4.165   The CDPP also expressed concern that proving harm in open court might require the introduction of evidence that would further harm the public interest. In some cases, this issue will simply not arise, for example, where the information and context is already in the public domain because of the disclosure, or where the need for secrecy has passed due to the passage of time.
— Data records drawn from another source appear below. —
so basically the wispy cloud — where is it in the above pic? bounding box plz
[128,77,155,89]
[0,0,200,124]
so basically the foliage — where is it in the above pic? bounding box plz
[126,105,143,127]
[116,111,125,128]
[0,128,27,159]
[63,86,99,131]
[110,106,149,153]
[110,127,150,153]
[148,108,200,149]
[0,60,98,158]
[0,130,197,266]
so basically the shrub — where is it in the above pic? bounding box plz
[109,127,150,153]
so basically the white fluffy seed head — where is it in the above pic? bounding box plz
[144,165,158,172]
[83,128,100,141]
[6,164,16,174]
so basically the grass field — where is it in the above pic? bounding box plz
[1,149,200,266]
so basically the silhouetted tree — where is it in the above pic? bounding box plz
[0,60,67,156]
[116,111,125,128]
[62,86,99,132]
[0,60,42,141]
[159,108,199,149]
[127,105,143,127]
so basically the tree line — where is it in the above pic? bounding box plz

4.166   Where there is a need to introduce sensitive information into evidence, courts have developed processes and rules to deal with the situation—including the closing of courts and the use of suppression orders to restrict publication of proceedings and access to court files. These processes are discussed in detail in the ALRC report, Keeping Secrets: The Protection of Classified and Security Sensitive Information (ALRC 98).[168] The ALRC also notes that the National Security Information (Criminal and Civil Proceedings) Act 2004 (Cth) establishes procedures to protect information likely to prejudice national security from disclosure in federal criminal proceedings.[169]

Specific secrecy offences

4.167   In Chapter 8 the ALRC expresses the view that specific secrecy offences prohibiting the disclosure of information obtained or generated by intelligence agencies—without the need to prove harm in every case—are justified by the sensitive nature of the information and the special duties and responsibilities of officers and others who work in and with such agencies. The ALRC also states that in some very limited cases, and where the category of information protected is narrowly defined, certain agencies—such as the ATO, Centrelink and the ABS, as well as some corporate regulators—may also be able to justify specific secrecy offences that do not include an express harm requirement. Generally, however, the ALRC recommends that specific secrecy offences should include an express requirement that the unauthorised disclosure of information caused, or was likely or intended to cause, harm to an essential public interest.[170]
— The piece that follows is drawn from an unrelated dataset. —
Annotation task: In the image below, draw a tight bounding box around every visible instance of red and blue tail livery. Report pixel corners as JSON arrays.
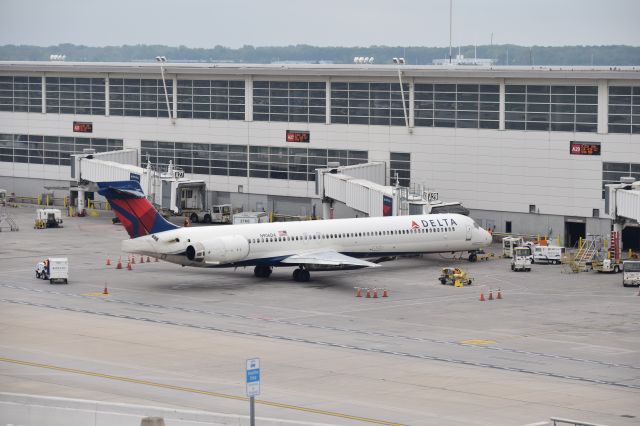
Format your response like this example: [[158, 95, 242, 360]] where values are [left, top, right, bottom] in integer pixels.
[[98, 180, 178, 239]]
4.168   For these reasons the ALRC considers that most secrecy offences, and the general secrecy offence in particular, should include an express requirement to establish that an unauthorised disclosure of Commonwealth information caused, or was likely or intended to cause, harm to specified public interests. This approach balances the need to protect some information by means of the criminal law, with the public interest in open government and the fostering of a pro-disclosure culture in the Australian public sector.

Recommendation 4–1               Sections 70 and 79(3) of the Crimes Act 1914 (Cth) should be repealed and replaced by new offences in the Criminal Code (Cth)—the ‘general secrecy offence’ and the ‘subsequent disclosure offences’.